The exact probability of observing $x$ unique elements after sampling with replacement from a set with $N$ elements

Question

Say I sample with replacement from a set of $N$ unique elements s.t. elements are selected with uniform probability. If I sample with replacement $M$ times from this set, what is the exact probability $P(x)$ that I have observed at least $x$ unique elements?

I believe different variants of this question have been asked on this site, however, I haven't seen a form that asks for an explicit probability $P(x)$?

For example, Ross Rogers asks a variant of this question here: probability distribution of coverage of a set after `X` independently, randomly selected members of the set, and Henry calculates the mean number of unique elements, $x$, and variance for the coverage of a set of $N$ elements after sampling with replacement $M$ times (we switch $M$ and $x$ here to fit with our variable specification).

Reproducing Henry's derivation here:

Mean[x] = $N * (1 - (1 - \frac{1}{N})^M)$

Var[x] = $N\left(1-\dfrac{1}{N}\right)^M + N^2 \left(1-\dfrac{1}{N}\right)\left(1-\dfrac{2}{N}\right)^M - N^2\left(1-\dfrac{1}{N}\right)^{2M}$

(I'll note that I don't quite understand the derivation for Var[x]...)

How can we translate this variance into our $P(x)$?

Answer 1

According to Henry's answer, after a sample of $m$ (with replacement), the probability that exactly $k$ unique items have been selected (for $k\leq m$) is:

$$P(k) = \frac{S_2(m,k) \; n!}{n^m \; (n-k)!} $$

where $S_2(m,k)$ is a Stirling number of the second kind.

If you are interested in asymptotic approximation, then you can use the approximation to Stirling's number:

$$S_2(m,k)\approx {k^m \over k!}$$

So:

$$P(k)\approx {k^m n! \over n^m k! (n-k)!} = {k^m \over n^m}{n\choose k}$$

and the probability that at most $x$ unique items have been selected is:

$$ \sum_{k=1}^{x} P(k) \approx {1\over n^m}\sum_{k=1}^{x}{{n\choose k}k^m}$$

I am not sure how to simplify that sum; I opened a separate question for this.

One way to approximate $P(k)$ is to use Stirling's approximation:

$$P(k)\approx {k^m \sqrt{2\pi n}\cdot n^n \over n^m \sqrt{2\pi k}\cdot k^k \sqrt{2\pi (n-k)}\cdot (n-k)^{n-k}}$$ $$ = {k^{m-k-1/2}\cdot n^{n-m+1/2} \over \sqrt{2\pi} \cdot (n-k)^{n-k+1/2}}$$

Answer 2

I would recommend using the exact formula instead of the approximation.

For example, I was looking at the specific case with 10 distinct elements out of 15 random selections from a set of 40 elements.
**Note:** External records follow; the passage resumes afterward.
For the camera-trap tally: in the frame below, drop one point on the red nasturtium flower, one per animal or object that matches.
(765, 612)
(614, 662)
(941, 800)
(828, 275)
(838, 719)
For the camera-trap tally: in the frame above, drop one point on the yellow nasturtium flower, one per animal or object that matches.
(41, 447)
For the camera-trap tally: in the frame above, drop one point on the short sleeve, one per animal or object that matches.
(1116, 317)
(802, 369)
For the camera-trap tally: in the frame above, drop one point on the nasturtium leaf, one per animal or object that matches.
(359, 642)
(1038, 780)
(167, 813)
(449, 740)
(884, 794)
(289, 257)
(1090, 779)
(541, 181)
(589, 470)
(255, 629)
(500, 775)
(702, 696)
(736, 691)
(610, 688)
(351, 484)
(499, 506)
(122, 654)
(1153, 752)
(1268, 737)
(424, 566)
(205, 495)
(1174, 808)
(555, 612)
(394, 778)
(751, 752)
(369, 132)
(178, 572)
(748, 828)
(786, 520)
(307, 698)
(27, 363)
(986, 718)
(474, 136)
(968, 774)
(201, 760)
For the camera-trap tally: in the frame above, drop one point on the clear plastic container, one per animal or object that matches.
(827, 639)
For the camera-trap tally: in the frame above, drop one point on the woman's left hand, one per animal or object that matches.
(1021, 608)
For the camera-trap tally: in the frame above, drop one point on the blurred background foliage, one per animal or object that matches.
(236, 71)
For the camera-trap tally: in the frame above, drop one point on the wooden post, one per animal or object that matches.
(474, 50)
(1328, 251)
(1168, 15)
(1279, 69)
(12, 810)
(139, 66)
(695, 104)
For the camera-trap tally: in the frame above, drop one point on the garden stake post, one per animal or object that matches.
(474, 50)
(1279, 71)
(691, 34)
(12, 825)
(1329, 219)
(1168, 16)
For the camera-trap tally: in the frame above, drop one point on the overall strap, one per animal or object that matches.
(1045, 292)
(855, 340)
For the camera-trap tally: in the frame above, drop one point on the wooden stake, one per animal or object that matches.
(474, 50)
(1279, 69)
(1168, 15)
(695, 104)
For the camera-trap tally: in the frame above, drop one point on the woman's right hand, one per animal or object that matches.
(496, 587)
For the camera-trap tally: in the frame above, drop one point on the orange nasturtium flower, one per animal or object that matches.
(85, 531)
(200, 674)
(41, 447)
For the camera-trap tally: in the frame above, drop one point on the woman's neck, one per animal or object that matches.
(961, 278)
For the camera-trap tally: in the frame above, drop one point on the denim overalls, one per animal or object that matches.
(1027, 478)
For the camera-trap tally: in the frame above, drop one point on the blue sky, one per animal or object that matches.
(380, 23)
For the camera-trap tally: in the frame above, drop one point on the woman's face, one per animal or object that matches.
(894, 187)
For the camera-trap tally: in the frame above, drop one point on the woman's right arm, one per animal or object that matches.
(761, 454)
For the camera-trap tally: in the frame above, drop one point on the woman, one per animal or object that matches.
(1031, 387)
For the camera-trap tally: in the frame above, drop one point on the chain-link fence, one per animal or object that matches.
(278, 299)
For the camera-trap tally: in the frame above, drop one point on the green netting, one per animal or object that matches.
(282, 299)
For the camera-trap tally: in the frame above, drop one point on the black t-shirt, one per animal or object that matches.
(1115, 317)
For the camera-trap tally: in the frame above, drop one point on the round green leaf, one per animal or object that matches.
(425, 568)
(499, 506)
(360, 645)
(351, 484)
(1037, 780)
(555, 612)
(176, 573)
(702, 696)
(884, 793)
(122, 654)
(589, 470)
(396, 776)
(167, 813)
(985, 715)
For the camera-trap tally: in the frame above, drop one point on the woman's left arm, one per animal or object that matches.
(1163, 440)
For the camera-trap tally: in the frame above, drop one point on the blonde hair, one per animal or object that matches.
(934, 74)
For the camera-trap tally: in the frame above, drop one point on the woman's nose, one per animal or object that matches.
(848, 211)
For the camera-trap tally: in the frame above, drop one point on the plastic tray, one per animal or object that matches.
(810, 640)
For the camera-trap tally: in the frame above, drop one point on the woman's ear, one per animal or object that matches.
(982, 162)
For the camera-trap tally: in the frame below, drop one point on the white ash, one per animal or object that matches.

Using the above approximation, I got a probability of 0.789. Using the exact formula (which can be found here: https://en.wikipedia.org/wiki/Stirling_numbers_of_the_second_kind) I got the true answer of 0.0363.

The approximation gives a wildly different answer than the true formula and the true formula is not overly complicated.